Guglielmo Marconi è stato Presidente Onorario dell’A.R.I. dalla fondazione fino al 1937, anno della sua scomparsa.

Nel 1950 l’A.R.I. è stata eretta in Ente Morale con Decreto dell’allora Presidente della Repubblica Luigi Einaudi.

La vita dell’A.R.I. è regolata dal proprio Statuto, che ne fissa le attività e gli scopi nell’interesse dei Soci e di tutti i radioamatori italiani. L’associazione è guidata da un Consiglio Direttivo costituito da nove membri: otto di essi sono eletti ogni tre anni tra tutti i soci maggiorenni, un componente è invece nominato dal Ministero delle Comunicazioni.  
L’A.R.I. è un Ente Morale che raggruppa oltre 15.000 Radioamatori Italiani. Il radiantismo, a livello mondiale, è una attività di istruzione e ricerca, che affratella ed unisce Popoli e Nazioni al di là delle barriere linguistiche e delle religioni.

In Italia, in particolare, è protagonista nel delicato settore della Protezione Civile.
L’A.R.I. è sempre stata con i Suoi volontari in prima linea in tutte le gravissime emergenze che hanno colpito il nostro Paese.
Essa ha inoltre sottoscritto importanti Convenzioni e Protocolli di intesa con il Ministero d’Istruzione, con Regioni e pubbliche amministrazioni, per il perseguimento dei propri fini sociali tra i quali spicca la formazione e l’indirizzo professionale dei giovani.
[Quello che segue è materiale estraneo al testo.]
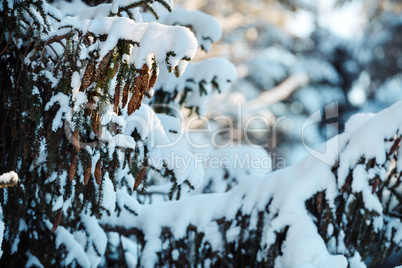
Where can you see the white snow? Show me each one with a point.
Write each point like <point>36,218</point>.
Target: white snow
<point>9,178</point>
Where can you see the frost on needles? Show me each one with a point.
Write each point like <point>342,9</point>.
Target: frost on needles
<point>84,95</point>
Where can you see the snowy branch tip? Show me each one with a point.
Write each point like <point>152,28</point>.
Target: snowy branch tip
<point>8,179</point>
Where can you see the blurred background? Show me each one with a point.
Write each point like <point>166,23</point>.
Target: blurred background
<point>296,58</point>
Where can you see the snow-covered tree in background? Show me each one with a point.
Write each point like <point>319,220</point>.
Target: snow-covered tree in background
<point>91,105</point>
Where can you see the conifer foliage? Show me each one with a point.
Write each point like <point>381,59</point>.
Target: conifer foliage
<point>88,105</point>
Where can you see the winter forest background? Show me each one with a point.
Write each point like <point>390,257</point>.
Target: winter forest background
<point>147,133</point>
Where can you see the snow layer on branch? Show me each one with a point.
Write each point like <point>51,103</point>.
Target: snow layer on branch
<point>288,189</point>
<point>177,40</point>
<point>215,73</point>
<point>206,28</point>
<point>75,251</point>
<point>9,178</point>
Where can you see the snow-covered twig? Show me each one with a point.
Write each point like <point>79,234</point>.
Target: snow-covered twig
<point>8,179</point>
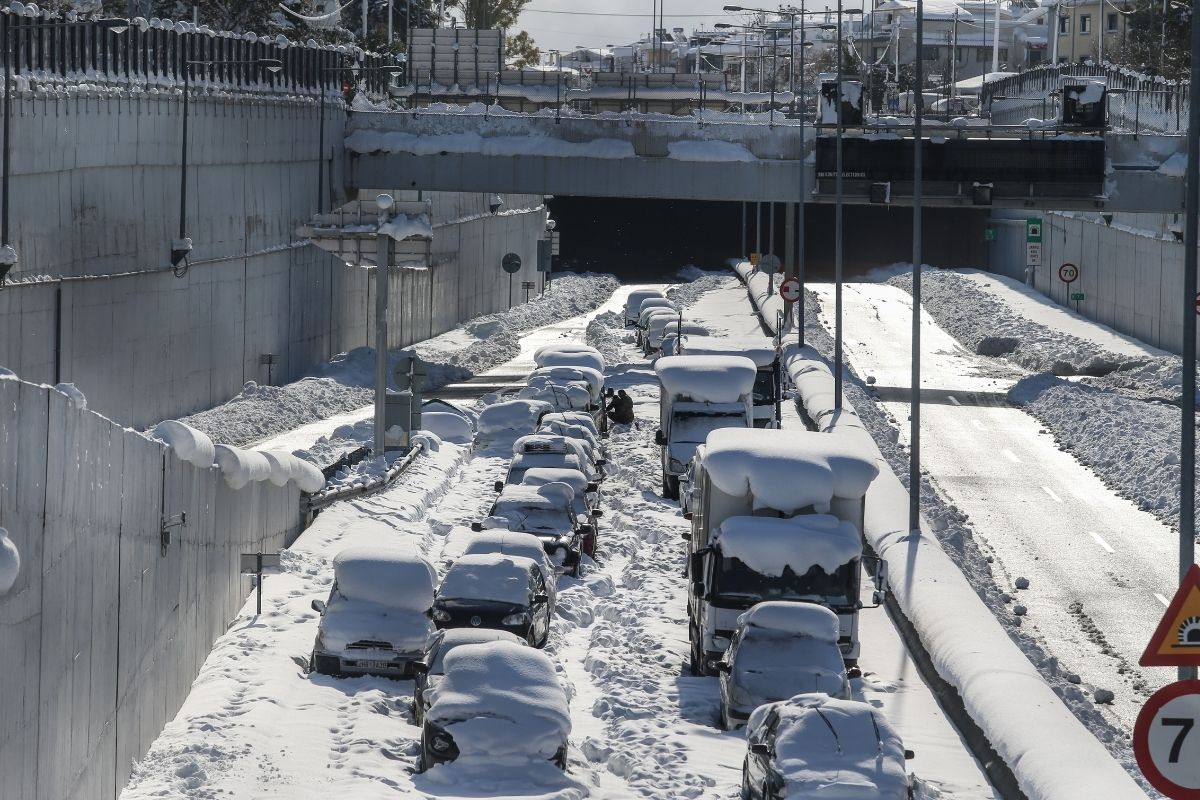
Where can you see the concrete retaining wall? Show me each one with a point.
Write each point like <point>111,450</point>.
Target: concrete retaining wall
<point>103,632</point>
<point>1131,269</point>
<point>95,193</point>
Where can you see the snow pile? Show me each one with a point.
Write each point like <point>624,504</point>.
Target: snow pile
<point>10,563</point>
<point>187,443</point>
<point>73,395</point>
<point>827,747</point>
<point>771,545</point>
<point>489,576</point>
<point>502,702</point>
<point>707,378</point>
<point>385,575</point>
<point>448,427</point>
<point>515,417</point>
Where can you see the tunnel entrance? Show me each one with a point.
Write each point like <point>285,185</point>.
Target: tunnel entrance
<point>645,240</point>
L’ A.R.I. gestisce in tutte le Prefetture italiane, le sale radio appositamente attrezzate di apparecchiature ed antenne per affrontare ogni improvvisa calamità; coordinando direttamente con i propri radioamatori anche le sale radio in dotazione presso i COM (Centri Operativi Misti) presenti nelle principali città/paese di ogni provincia italiana, mantenendo i collegamenti radio con il Ministero degli Interni / Dipartimento di Protezione Civile a Roma.